Josepha P. Kurdziel, L. Lacey Knowles


The proximal basis for and the maintenance of alternative male reproductive strategies and tactics are generally not understood in most species, despite the occurrence of male polymorphism across many taxa. In the marine amphipod Jassa marmorata, males differ in morphology as well as behaviour. This dimorphism corresponds to two contrasting reproductive strategies: small sneaker males or ‘minors’, and large fighter males or ‘majors’. This study uses quantitative genetic analyses in conjunction with experimental manipulations to assess the relative importance of genetic versus environmental factors in the determination and maintenance of these alternative mating strategies. Heritability analyses indicated the reproductive phenotypes do not reflect genetic differences between dimorphic males.
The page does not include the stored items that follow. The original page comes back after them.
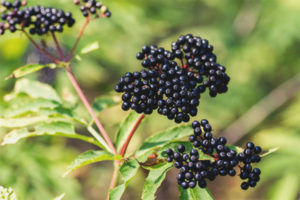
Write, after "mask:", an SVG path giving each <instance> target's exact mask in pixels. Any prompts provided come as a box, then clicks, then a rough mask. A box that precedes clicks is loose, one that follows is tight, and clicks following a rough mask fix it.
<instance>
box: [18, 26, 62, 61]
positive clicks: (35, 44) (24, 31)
mask: <svg viewBox="0 0 300 200" xmlns="http://www.w3.org/2000/svg"><path fill="white" fill-rule="evenodd" d="M22 32H23V33H24V34H25V35H26V37H27V38H28V39H29V40H30V42H31V43H32V44H33V45H34V46H35V47H36V48H37V49H38V50H39V51H41V52H42V53H43V54H44V55H45V56H47V57H48V58H50V59H51V60H52V61H53V62H55V63H56V64H60V61H59V60H58V59H56V58H55V57H53V56H52V55H51V54H50V53H48V52H47V51H46V50H45V49H44V48H42V47H40V45H38V43H36V42H35V41H34V39H33V38H32V37H31V36H30V35H29V34H28V33H27V32H26V31H25V30H22Z"/></svg>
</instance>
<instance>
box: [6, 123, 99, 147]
mask: <svg viewBox="0 0 300 200" xmlns="http://www.w3.org/2000/svg"><path fill="white" fill-rule="evenodd" d="M43 135H51V136H62V137H67V138H74V139H79V140H82V141H85V142H88V143H91V144H94V145H97V146H99V147H101V148H104V147H103V145H102V144H100V143H99V142H97V141H96V140H95V139H94V138H91V137H87V136H84V135H79V134H76V133H75V130H74V126H73V124H72V123H67V122H61V121H59V122H51V123H43V124H40V125H38V126H37V127H35V130H33V131H29V130H28V129H27V128H23V129H14V130H12V131H11V132H9V133H8V134H6V135H5V136H4V138H3V142H2V143H1V145H7V144H15V143H17V142H18V141H19V140H21V139H24V138H29V137H35V136H43Z"/></svg>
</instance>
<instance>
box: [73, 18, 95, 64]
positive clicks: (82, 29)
mask: <svg viewBox="0 0 300 200" xmlns="http://www.w3.org/2000/svg"><path fill="white" fill-rule="evenodd" d="M90 20H91V19H90V17H89V16H88V17H86V20H85V22H84V24H83V26H82V27H81V29H80V31H79V34H78V36H77V39H76V42H75V43H74V46H73V48H72V50H71V54H70V55H69V57H68V61H70V60H71V59H72V57H73V54H74V52H75V50H76V48H77V45H78V43H79V41H80V39H81V36H82V34H83V32H84V30H85V28H86V27H87V25H88V24H89V22H90Z"/></svg>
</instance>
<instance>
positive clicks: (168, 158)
mask: <svg viewBox="0 0 300 200" xmlns="http://www.w3.org/2000/svg"><path fill="white" fill-rule="evenodd" d="M192 128H193V130H194V134H193V135H191V136H190V137H189V140H190V142H191V143H192V144H193V147H194V148H193V149H192V150H191V151H190V152H186V149H185V146H184V145H182V144H180V145H178V147H177V151H176V150H173V149H170V148H169V149H167V150H166V154H167V158H166V161H167V162H173V163H174V167H175V168H177V169H179V170H180V171H179V173H178V175H177V181H178V184H179V185H180V186H181V187H182V188H183V189H187V188H194V187H196V185H198V186H199V187H201V188H205V187H206V185H207V181H208V180H210V181H213V180H214V179H215V178H216V177H217V176H218V175H220V176H226V175H229V176H235V175H236V174H237V171H236V169H240V178H241V179H243V180H245V179H247V182H243V183H242V184H241V188H242V189H244V190H246V189H248V188H249V186H250V187H255V186H256V183H257V182H258V181H259V179H260V178H259V175H260V173H261V171H260V169H259V168H254V169H252V165H251V164H252V163H258V162H259V161H260V156H259V153H261V148H260V147H259V146H255V145H254V144H253V143H252V142H249V143H247V145H246V148H245V149H244V151H243V152H241V153H237V152H236V151H235V150H232V149H230V148H229V147H228V146H226V143H227V140H226V138H225V137H219V138H214V137H213V135H212V133H211V130H212V127H211V125H210V124H209V122H208V121H207V120H206V119H203V120H201V122H199V121H194V122H193V123H192ZM200 152H202V153H204V154H206V155H208V156H209V157H211V158H212V160H213V161H212V160H201V158H200V157H199V153H200ZM242 164H243V166H242Z"/></svg>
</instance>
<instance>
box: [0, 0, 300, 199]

By contrast, morph determination was significantly affected by diet quality. Majors essentially only developed on high–protein diets. Field studies also identified a strong correlation between seasonal shifts in the relative proportions of morphs and changes in food (i.e. phytoplankton) quantity and composition, corroborating that diet cues the switch between alternative reproductive tactics. Moreover, the comparison of major and minor growth trajectories identified a heterochronic shift in maturation times between morphs, indicating that ecological selective pressures, rather than just sexual selection, may be involved in the maintenance of this conditional strategy.